3.2. ImageJ and Statistics
Results show that the mean of the fiber diameters for the control group was 22.2 µm; the mean of fiber diameters for the ipsilateral muscle of crossbite group was 18.4 µm and the mean for the contralateral muscle of crossbite group was 32.4 µm. The means of fiber diameters were inserted into a histogram (Figure 2). The standard deviations for control, contralateral, and ipsilateral were 5.5, 2.2, and 5.4, respectively.

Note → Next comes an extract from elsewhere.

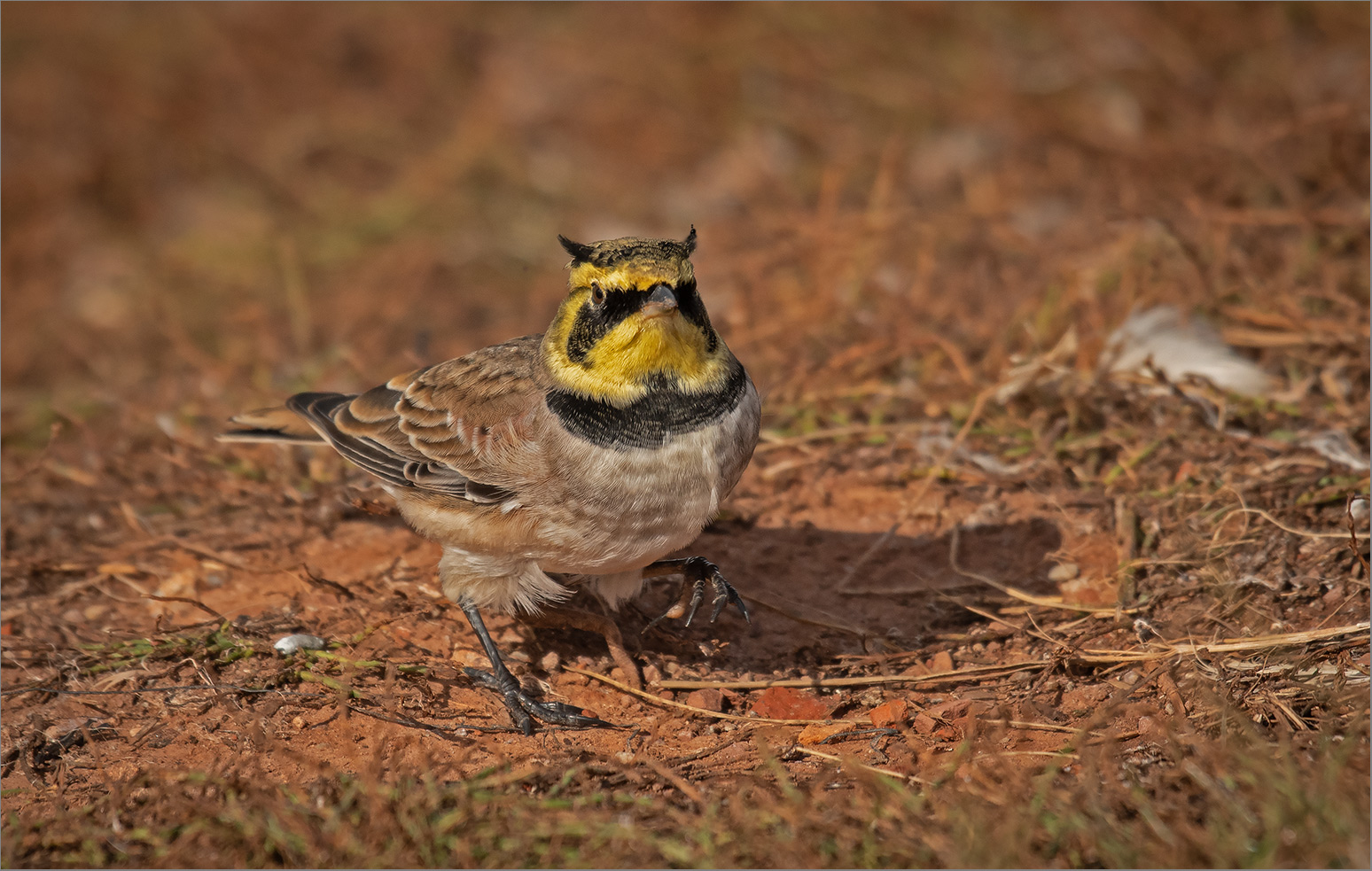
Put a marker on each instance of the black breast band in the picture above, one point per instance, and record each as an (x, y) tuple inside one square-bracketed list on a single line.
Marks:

The means of cross-sectional area for control group, ipsilateral and contralateral muscles of the crossbite group are, respectively, 314 µm2, 265 µm2, and 730 µm2. The means of fiber cross-sectional areas were inserted into a histogram (Figure 3). The standard deviations for control, contralateral, and ipsilateral were 13.3, 20.9, and 9.6, respectively.

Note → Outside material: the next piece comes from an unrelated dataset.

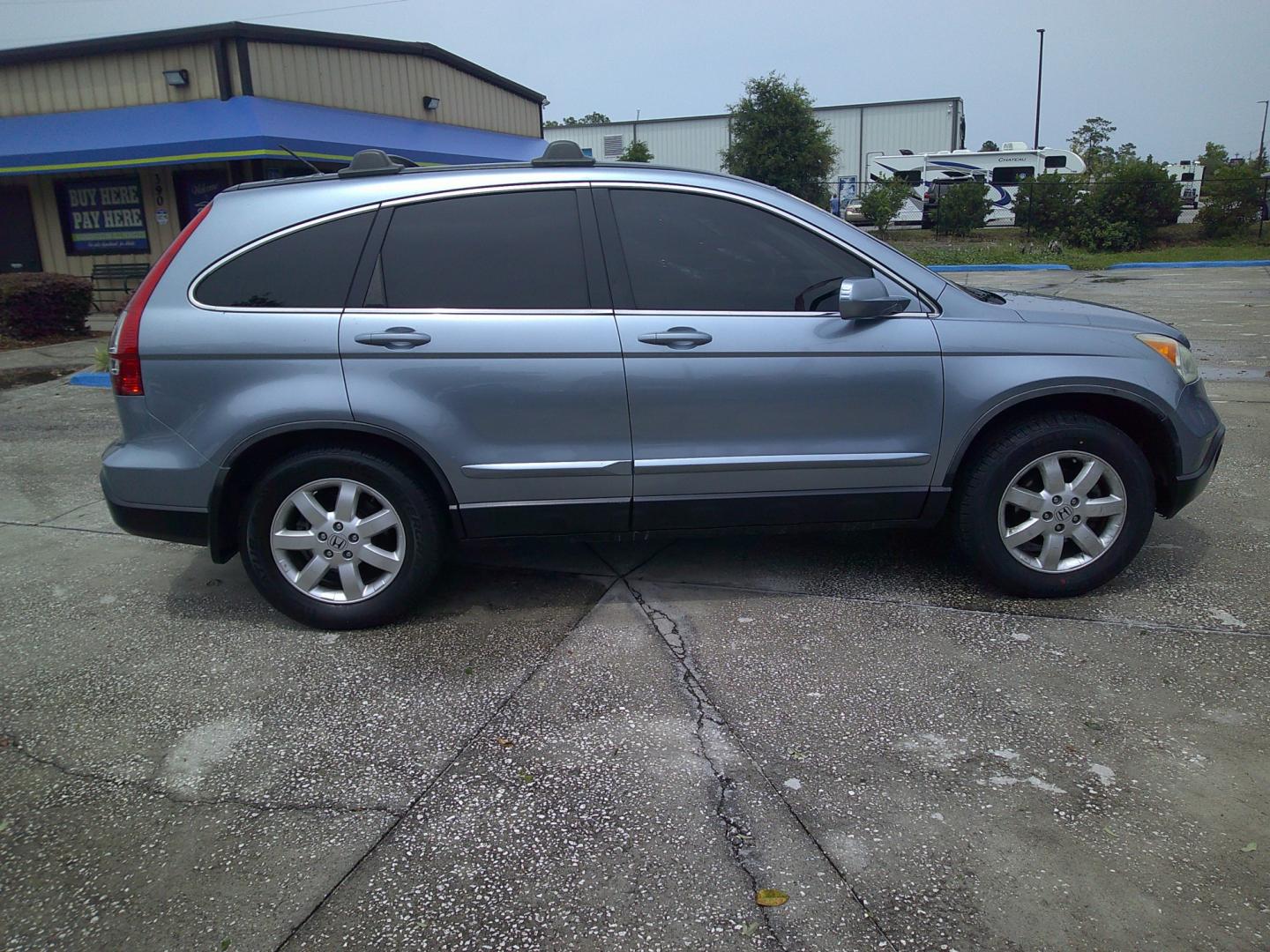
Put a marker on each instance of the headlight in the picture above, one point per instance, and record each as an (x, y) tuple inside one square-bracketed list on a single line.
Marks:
[(1175, 352)]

Student’s t-test results show that the differences were statistically significant in the following comparisons: control–contralateral with a p-value = 0.04 and contralateral–ipsilateral with a p-value = 0.02. The difference between control and ipsilateral is not statistically significant, with a p-value = 0.08. The same statistical results were found for the cross-sectional area: the differences were statistically significant in the following comparisons: control–contralateral with a p-value = 0.02 and contralateral–ipsilateral with a p-value = 0.01. The difference between control and ipsilateral is not statistically significant with the p-value = 0.1.

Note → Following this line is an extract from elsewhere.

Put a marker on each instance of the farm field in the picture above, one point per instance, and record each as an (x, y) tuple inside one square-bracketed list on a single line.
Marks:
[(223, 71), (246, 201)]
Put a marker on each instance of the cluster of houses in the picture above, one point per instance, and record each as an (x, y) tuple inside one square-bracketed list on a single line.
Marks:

The frequency data of diameter show as the most of the fiber diameter values are between 20 and 30 µm for the control group, between 10 and 20 µm for the ipsilateral muscle (crossbite group) and between 30 and 40 µm for the contralateral muscle (crossbite group) (Figure 4).
The frequency data of cross-sectional area values show that most of the cross-sectional area values are between 300 and 400 µm2 for the control group, between 200 and 300 µm2 for the ipsilateral muscle (crossbite group) and between 700 and 800 µm2 for the contralateral muscle (crossbite group) (Figure 5).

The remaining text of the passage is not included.